Escribir sobre mí podría ser visto por muchos como
soberbia y tal vez lo sea, pero mi interés es desprenderme de aquello que me ha
molestado durante toda mi vida y, a la
vez, dar mi testimonio para que los que estén pasando por lo mismo puedan parar
de sufrir.
La ignorancia me arropó por muchos años y aun me arropa, humildemente
debo confesarlo; sin embargo, hoy por la
gracia de Dios, puedo adentrarme en los libros y sacar de ellos conocimiento,
incluso maneras nuevas de vivir. Ahora
estoy leyendo como nunca antes y me
ocupa el libro llamado: ¨El Arte de Aprovechar Nuestras Faltas¨ por J. Tissot y
E. Sálesman. En este libro me he topado
con uno de mis más graves y dolorosos errores que cometí en mi vida de individuo
religioso. Desde que entre al mundo, para
muchos temible, del Sacramento de la Confesión entre a la vez al tormento de la
angustia por el pecado. Confesaba y
salía del confesionario feliz pero aquel gozo me duraba muy poco. Mis pensamientos, mis actos, mis palabras y
mi falta de amor hacía los demás me torturaban, pero sobre todo la idea de que
Dios estaba enojado conmigo porque no podía parar de pecar.
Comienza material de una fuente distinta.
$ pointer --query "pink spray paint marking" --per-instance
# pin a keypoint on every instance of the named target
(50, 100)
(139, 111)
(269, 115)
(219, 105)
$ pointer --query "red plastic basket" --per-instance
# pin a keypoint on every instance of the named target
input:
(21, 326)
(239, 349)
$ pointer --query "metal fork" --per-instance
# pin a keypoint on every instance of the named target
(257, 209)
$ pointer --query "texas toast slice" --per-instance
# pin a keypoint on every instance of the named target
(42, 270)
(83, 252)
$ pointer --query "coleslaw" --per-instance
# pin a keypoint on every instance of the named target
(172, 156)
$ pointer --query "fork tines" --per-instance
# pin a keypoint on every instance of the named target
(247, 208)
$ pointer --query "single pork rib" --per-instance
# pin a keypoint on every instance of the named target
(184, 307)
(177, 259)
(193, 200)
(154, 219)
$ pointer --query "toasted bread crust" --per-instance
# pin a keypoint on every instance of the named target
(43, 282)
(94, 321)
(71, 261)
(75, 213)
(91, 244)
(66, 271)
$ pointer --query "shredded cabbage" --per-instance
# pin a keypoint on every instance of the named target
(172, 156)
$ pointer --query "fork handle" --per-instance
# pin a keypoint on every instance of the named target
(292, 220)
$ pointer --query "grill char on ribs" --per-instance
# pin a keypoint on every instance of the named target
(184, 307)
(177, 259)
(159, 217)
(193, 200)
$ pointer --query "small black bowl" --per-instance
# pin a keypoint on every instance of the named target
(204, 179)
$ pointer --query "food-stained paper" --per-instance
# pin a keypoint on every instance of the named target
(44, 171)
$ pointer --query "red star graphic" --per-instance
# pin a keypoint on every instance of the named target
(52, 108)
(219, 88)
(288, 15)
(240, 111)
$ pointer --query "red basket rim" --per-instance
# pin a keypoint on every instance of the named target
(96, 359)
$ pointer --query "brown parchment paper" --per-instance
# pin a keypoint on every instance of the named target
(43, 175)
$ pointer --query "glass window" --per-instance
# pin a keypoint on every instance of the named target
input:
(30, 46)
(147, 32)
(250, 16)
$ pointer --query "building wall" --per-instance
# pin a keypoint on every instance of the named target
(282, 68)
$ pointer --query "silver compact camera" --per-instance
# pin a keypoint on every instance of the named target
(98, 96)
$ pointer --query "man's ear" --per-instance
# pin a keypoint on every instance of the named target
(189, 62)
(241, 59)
Sin embargo, la lectura de este libro me está
enseñando lo equivocada que estaba.
Puedo, al fin, darme cuenta de que ese sentimiento de agonía no es nada
más que el amor propio haciendo de las suyas.
Pensar que como ser humano no puedo pecar y que si lo hago Dios no me
perdonará es la máxima expresión de
soberbia. El temor al pecado era paralizante y vivía a medias. Asustada por
todo y por todos. Encontraba pecado aquí
y allá, dicho de otra manera, todo era pecado.
Dios sabe que somos seres humanos y que como tales no somos perfectos.
Pretender ser santa, como solo Dios lo es, es una fantasía
y nada más.
Cuando me encontraba en aquella situación lo que
venía a mi mente era abandonar la
Iglesia. Era una tortura seguir asistiendo a la Misa porque en mi estado de enfermedad espiritual sólo
escuchaba palabras de condenación. La
humildad era un término que no conocía porque mi amor propio y mi gran soberbia
hacían que la confundiera con miseria, llanto y sufrimiento. Mientras más sufría más humilde pensaba ser. Padecí todo eso y lo peor del caso es que me
consideraba inocente y, para colmo, víctima del demonio y del mismo Dios. Haber sobrevivido a todo aquello es una
muestra de que Dios Padre siempre estuvo a mi lado. Allí estuvo Él en el confesionario, en la
comunión, en mis caídas y en mis regresos al camino. La Santísima Trinidad es fiel, no me abandonó
y no me abandonará nunca.
Gozar de la tranquilidad que surge de saber que sí es
bueno el llamado ¨dolor de corazón¨ pero sin torturarnos por nuestras faltas;
sino, más bien, arrepentirnos y volver a empezar en cuanto podamos, es el mayor
regalo que Dios nos pueda dar. La vida es distinta así, es más serena y
optimista. La fe, la esperanza y la
caridad no parecen algo lejano sino una nueva ocupación que no se acaba nunca.